Impact d’une cessation de paiement sur la qualité des soins
Cette cessation de paiement soulève des interrogations légitimes sur la qualité des soins fournis aux patients. En effet, sans salaires, que deviendra la motivation des infirmières pour continuer à prodiguer des soins de qualité ? Les témoignages recueillis lors des réunions mettent en avant une inquiétude collective quant à l’avenir des services proposés par Asalée. Les infirmières craignent que la fermeture de l’association, une possibilité évoquée par les discussions autour de la gestion budgétaire, ne laisse les patients sans l’accompagnement nécessaire.
Asalée met en avant un modèle de soins en trinôme, qui englobe le patient, l’infirmière et le médecin, permettant ainsi une prise en charge individualisée et complète. Les infirmières soulignent que ce modèle est crucial car il assure un suivi régulier et soutenu des patients souffrant de pathologies chroniques. Cet accompagnement permet d’éviter des hospitalisations inutiles et favorise une meilleure gestion des maladies.
Des examens tels que la spirométrie ou l’électrocardiogramme sont réalisés dans le cadre de cette approche globale, ce qui réduit les risques pour les patients. La suppression d’Asalée entraînerait donc une rupture dans ce continuum de soins, laissant les patients à la merci de systèmes de santé souvent saturés et peu personnalisés. Un constat amer pour toutes celles qui œuvrent jour après jour pour maintenir un certain standard de soin.

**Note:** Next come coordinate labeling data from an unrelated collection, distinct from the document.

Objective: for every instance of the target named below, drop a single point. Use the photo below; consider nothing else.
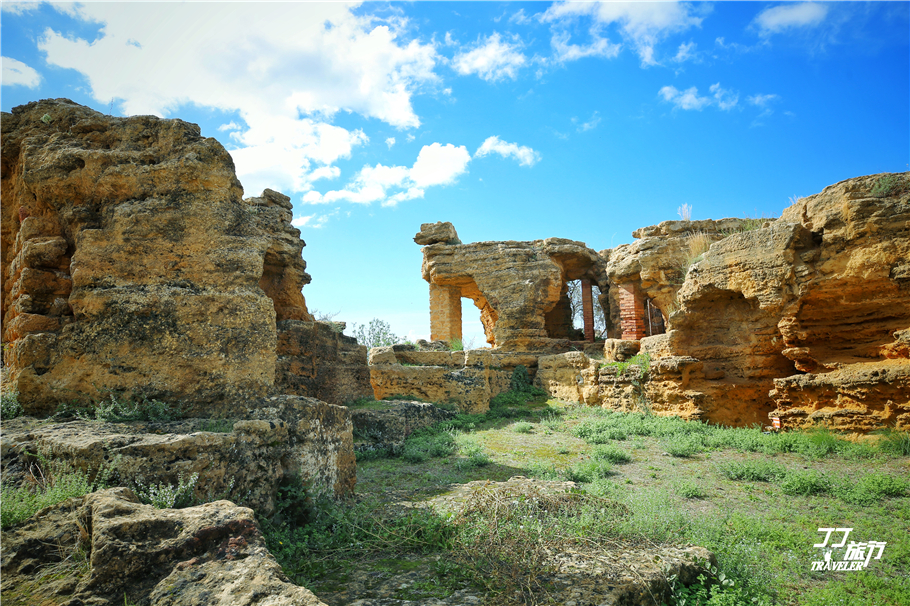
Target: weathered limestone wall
(468, 379)
(804, 318)
(316, 360)
(132, 264)
(445, 313)
(519, 287)
(274, 440)
(131, 261)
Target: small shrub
(589, 471)
(10, 408)
(52, 482)
(885, 186)
(474, 453)
(872, 489)
(420, 448)
(689, 490)
(217, 426)
(685, 212)
(682, 446)
(895, 443)
(799, 483)
(752, 471)
(114, 409)
(612, 454)
(375, 334)
(167, 496)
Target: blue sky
(513, 120)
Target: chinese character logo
(856, 556)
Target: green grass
(114, 408)
(754, 499)
(49, 482)
(611, 453)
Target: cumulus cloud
(564, 51)
(439, 164)
(686, 52)
(17, 73)
(642, 24)
(285, 68)
(762, 100)
(689, 99)
(491, 59)
(436, 164)
(314, 221)
(784, 17)
(590, 124)
(494, 145)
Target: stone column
(445, 313)
(587, 308)
(632, 312)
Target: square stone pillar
(632, 312)
(445, 313)
(587, 309)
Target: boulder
(210, 554)
(277, 441)
(437, 233)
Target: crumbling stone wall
(804, 318)
(132, 264)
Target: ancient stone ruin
(805, 318)
(134, 268)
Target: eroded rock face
(131, 263)
(804, 319)
(210, 554)
(519, 287)
(132, 260)
(467, 379)
(278, 440)
(389, 426)
(315, 359)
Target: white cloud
(762, 100)
(520, 17)
(777, 19)
(18, 8)
(686, 52)
(492, 59)
(642, 24)
(314, 221)
(687, 99)
(723, 98)
(494, 145)
(690, 100)
(17, 73)
(565, 52)
(439, 164)
(435, 165)
(285, 68)
(590, 124)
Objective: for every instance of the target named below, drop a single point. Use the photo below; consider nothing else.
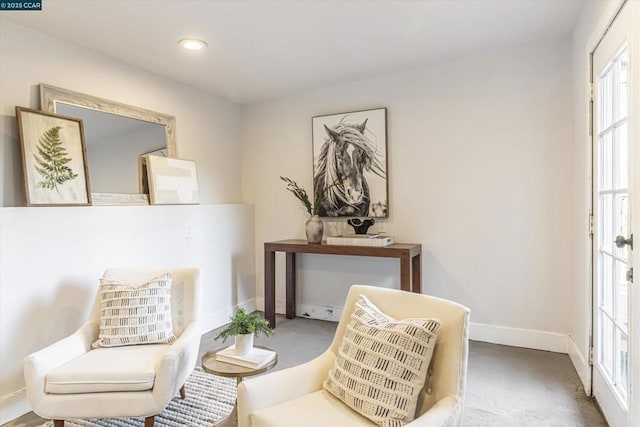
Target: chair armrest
(280, 386)
(177, 363)
(38, 364)
(445, 413)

| Paramètre | Impact de la cessation de paiement |
|---|---|
| Motivation des infirmières | Réduction significative de l’engagement et de l’attention aux patients |
| Qualité des soins | Risque accru d’erreurs et de dégradations dans le suivi des patients |
| Accès aux soins | Moins de temps pour chaque patient, augmentation des rendez-vous manqués |
| Relations infirmières-patients | Perturbation de la confiance et du lien soignant-soigné |
Ce tableau illustre ainsi les conséquences délicates d’une cessation de paiement sur le fonctionnement de l’association et met en lumière l’importance de maintenir un dialogue constructif entre tous les acteurs de la santé afin d’éviter de telles crises à l’avenir.

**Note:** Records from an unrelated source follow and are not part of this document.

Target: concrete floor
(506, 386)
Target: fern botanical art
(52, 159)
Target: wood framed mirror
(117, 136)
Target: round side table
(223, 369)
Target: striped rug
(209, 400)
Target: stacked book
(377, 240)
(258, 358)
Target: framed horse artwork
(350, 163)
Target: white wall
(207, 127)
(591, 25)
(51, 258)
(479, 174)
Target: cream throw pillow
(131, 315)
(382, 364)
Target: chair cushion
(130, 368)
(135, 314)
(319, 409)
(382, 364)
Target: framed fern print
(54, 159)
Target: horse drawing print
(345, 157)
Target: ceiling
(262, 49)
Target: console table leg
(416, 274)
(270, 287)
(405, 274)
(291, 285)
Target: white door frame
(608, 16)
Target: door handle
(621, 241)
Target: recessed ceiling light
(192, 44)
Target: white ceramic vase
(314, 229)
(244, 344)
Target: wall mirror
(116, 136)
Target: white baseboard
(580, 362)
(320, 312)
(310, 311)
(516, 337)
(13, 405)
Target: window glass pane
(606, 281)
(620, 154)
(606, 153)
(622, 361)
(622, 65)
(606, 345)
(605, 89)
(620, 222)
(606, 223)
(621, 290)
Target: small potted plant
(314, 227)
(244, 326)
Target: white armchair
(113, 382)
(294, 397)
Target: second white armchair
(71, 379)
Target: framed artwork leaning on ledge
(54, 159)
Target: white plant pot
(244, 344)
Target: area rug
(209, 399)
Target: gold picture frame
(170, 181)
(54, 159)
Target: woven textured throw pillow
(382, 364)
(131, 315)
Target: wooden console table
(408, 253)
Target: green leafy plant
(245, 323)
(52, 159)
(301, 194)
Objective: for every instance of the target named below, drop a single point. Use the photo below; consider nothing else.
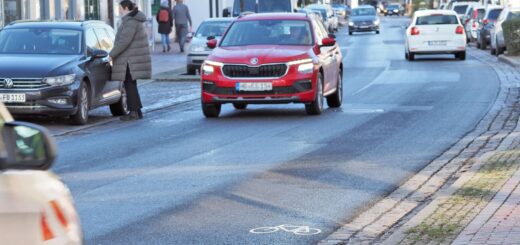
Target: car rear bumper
(43, 101)
(452, 46)
(195, 60)
(363, 28)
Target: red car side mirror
(212, 43)
(327, 42)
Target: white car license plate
(10, 98)
(437, 43)
(259, 86)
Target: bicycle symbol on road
(299, 230)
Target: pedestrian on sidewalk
(181, 15)
(131, 56)
(165, 19)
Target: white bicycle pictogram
(301, 230)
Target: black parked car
(59, 69)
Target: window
(493, 14)
(214, 28)
(461, 9)
(268, 32)
(40, 41)
(437, 20)
(363, 11)
(91, 39)
(105, 42)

La réponse des autorités et la perspective d’un changement
Alors que la situation actuelle est préoccupante, il est nécessaire de se poser la question : quelles seront les actions prises par les autorités en réponse à cette crise ? Le tribunal des affaires économiques de Paris doit prochainement se prononcer sur la possibilité de redressement ou de liquidation judiciaire de l’association Asalée. L’issue de cette décision aura un impact direct sur les salariés et les patients. De nombreux agents de santé espèrent un redressement, qui pourrait permettre à l’association de solutionner ses difficultés et de continuer à œuvrer dans le domaine de la santé publique.
Dans le meilleur des scénarios, un redressement pourrait conduire à un mandataire et débloquer ainsi les salaires en attente. Les infirmières, conscientes des défis qui se dressent devant elles, continuent de se battre pour obtenir justice. Elles ont su faire entendre leur voix par le biais de rassemblements et de témoignages, espérant ainsi éveiller les consciences sur cette injustice grandissante qui frappe leur profession.
À l’heure actuelle, des mesures doivent être envisagées pour rétablir la situation. Une régulation plus rigoureuse par l’Assurance maladie, ainsi qu’une meilleure communication entre tous les acteurs concernés pourraient éviter des interruptions de paiement à l’avenir. De plus, veiller à ce que les travailleurs de la santé soient traité avec respect et équité devrait devenir une priorité. La santé publique en dépend.